Interesting revelations when using the price of gold as a reference for the S&P 500
If the price of gold is used as a reference for the Standard & Poor's 500, interesting parallels can be drawn between the Great Crash of 1929 and the dot-com crisis of the year 2000. This article looks at what can be learned from history and what this means for the future. An analysis.
International financial market developments are sometimes obscured by the “nominal illusion” created by fluctuations in exchange rates. For example, measured in US dollars, the S&P 500 Index has gained about 21% this year. However, measured in Swiss francs, the increase was only about 17%, and in euros, a mere 11%.

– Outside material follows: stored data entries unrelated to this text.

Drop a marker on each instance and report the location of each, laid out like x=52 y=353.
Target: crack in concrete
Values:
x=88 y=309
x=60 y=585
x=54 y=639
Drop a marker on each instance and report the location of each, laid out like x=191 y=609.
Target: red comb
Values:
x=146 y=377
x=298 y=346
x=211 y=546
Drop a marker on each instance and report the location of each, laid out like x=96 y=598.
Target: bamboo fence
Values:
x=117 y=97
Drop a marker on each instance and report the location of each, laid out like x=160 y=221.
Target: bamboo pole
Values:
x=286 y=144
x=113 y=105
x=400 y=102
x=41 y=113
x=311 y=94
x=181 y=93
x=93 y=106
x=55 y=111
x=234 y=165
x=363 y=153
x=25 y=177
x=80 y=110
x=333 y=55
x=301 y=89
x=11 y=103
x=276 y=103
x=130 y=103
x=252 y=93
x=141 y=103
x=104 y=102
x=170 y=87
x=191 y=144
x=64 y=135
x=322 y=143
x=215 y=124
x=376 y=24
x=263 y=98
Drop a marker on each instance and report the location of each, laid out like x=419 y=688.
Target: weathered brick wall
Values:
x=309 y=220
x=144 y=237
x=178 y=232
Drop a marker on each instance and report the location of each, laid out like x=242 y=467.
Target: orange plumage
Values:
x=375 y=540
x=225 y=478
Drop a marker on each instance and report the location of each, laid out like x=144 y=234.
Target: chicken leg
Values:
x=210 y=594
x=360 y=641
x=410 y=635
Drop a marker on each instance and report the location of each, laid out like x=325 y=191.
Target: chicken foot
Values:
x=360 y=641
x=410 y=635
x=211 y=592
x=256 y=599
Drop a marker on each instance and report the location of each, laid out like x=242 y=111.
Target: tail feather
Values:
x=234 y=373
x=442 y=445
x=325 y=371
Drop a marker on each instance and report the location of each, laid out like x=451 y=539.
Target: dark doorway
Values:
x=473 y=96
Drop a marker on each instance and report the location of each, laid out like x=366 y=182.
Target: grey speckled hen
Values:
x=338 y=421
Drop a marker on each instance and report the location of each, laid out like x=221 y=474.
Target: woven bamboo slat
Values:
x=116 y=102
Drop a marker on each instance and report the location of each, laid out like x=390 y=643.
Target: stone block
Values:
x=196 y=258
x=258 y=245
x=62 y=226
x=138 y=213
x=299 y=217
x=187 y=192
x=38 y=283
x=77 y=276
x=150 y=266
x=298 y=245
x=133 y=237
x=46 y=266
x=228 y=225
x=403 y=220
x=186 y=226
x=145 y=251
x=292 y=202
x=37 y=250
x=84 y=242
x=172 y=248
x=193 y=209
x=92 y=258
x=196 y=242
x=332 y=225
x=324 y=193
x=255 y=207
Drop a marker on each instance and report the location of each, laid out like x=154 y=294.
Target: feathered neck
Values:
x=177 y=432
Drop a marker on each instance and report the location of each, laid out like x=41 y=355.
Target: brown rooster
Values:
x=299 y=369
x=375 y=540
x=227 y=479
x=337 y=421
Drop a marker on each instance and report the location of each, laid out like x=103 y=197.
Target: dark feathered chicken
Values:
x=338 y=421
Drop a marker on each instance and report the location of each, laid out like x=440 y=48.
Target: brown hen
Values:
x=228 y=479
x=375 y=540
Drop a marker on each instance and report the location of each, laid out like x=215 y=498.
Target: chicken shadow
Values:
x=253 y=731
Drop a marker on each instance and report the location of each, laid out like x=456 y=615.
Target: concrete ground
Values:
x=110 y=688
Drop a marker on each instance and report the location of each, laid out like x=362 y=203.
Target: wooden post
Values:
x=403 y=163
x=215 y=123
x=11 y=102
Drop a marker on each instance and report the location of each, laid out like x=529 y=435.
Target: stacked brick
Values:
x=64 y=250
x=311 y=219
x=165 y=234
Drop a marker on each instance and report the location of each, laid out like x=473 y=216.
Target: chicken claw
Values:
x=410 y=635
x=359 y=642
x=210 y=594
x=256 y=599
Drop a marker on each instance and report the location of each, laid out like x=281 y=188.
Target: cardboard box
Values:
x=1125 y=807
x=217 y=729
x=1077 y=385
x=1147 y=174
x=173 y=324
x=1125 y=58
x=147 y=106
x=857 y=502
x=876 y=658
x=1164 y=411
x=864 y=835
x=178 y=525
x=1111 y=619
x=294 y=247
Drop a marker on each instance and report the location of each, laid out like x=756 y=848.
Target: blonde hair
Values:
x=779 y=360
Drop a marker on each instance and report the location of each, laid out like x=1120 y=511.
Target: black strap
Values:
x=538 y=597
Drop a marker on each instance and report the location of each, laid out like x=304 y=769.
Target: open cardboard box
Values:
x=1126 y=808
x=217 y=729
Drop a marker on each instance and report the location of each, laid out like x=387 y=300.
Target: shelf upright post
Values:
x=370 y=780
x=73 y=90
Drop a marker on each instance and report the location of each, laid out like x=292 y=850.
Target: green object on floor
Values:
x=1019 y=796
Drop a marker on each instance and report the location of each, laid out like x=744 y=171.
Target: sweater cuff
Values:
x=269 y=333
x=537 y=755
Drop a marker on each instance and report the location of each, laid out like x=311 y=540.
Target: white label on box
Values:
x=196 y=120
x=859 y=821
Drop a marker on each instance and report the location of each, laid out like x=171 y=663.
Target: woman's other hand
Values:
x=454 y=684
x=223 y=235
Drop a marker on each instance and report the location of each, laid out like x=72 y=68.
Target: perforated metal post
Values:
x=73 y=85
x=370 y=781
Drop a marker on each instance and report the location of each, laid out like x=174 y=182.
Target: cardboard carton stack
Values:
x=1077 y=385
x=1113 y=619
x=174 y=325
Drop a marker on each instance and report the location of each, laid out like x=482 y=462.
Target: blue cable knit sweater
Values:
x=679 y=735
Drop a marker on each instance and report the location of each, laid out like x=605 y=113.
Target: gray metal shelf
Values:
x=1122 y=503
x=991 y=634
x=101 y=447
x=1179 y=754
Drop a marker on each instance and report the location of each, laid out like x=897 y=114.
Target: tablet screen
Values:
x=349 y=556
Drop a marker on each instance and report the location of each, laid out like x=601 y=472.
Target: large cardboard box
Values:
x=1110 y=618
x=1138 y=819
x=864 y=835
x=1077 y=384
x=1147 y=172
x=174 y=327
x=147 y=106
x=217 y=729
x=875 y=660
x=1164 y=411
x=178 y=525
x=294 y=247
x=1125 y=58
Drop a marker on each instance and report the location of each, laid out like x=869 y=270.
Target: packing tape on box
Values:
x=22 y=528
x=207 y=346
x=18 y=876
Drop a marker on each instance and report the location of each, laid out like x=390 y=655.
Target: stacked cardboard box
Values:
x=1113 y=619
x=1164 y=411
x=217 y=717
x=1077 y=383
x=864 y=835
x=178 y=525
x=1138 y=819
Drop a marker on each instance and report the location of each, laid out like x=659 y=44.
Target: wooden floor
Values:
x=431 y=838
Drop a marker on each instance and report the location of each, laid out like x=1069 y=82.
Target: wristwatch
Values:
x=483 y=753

So which is right? The problem of the nominal illusion is as old as floating exchange rates. This is why many share statistics are listed in local currency and in US dollars. But is the US dollar the best common denominator for international investors? From a Swiss viewpoint, the USD has shed 20% of its value over the last ten years, and 80% over the last 50. Such figures are sobering.
Using the Price of Gold As a Reference Instead of the US Dollar
One approach to adjusting stock market performance for the influence of floating exchange rates is to convert to gold prices. After all, until the 1973 dissolution of the gold standard as established by the Bretton Woods agreement, international exchange rates were fixed and the US Federal Reserve Bank guaranteed all participating countries that it would trade dollars for gold at a fixed rate of USD 35 per pure ounce. Once this international standard was abandoned, exchange rates floated in a manner that often created confusion on a Babylonian scale.
So if we were to calculate share indices in gold prices, we would have an indicator that was, to a certain extent, internationally and historically comparable. This analysis was recently presented by John Authers in the Financial Times. Interestingly, from this perspective, the trend in American shares only changed direction in 2011 (not, as often cited, in 2009), after US Treasuries lost their AAA rating and the euro crisis was brought to an end by Mario Draghi’s assurance of “whatever it takes.”
Monetary Policy Led to Second Stock Market Crisis
The parallels between the two stock market patterns are striking. Just as the US market crash in 1929 was succeeded by a second recession in 1937, the dot-com crash of 2000 was followed, eight years later, by the 2008 credit crisis.
Just a coincidence? Although the historical background is obviously different in the two cases, there are subtle similarities. After 1929 – and after 2000 – an initially accommodative and then (too) restrictive monetary policy ushered in a second market crisis, eight years later – in 1937 and 2008, respectively. The first case saw the second crisis followed by 30 years of accommodative monetary policy and rising stock markets.
A Good Omen Is Revealed by Analyzing the S&P 500
In a chronological comparison, the US stock markets would now be in a position corresponding to the year 1945 or so. Then, as now, US capital market yields stood at 2.5%. In contrast to the rhetoric of the time, they remained at a low level, thanks to accommodative monetary policy, for the next 20 years, until about 1967. During this long phase of low interest rates, the S&P 500 Index rose six-fold, and the Dow Jones Index ten-fold.
Does history rhyme? If so, it would augur well for the next 20 years.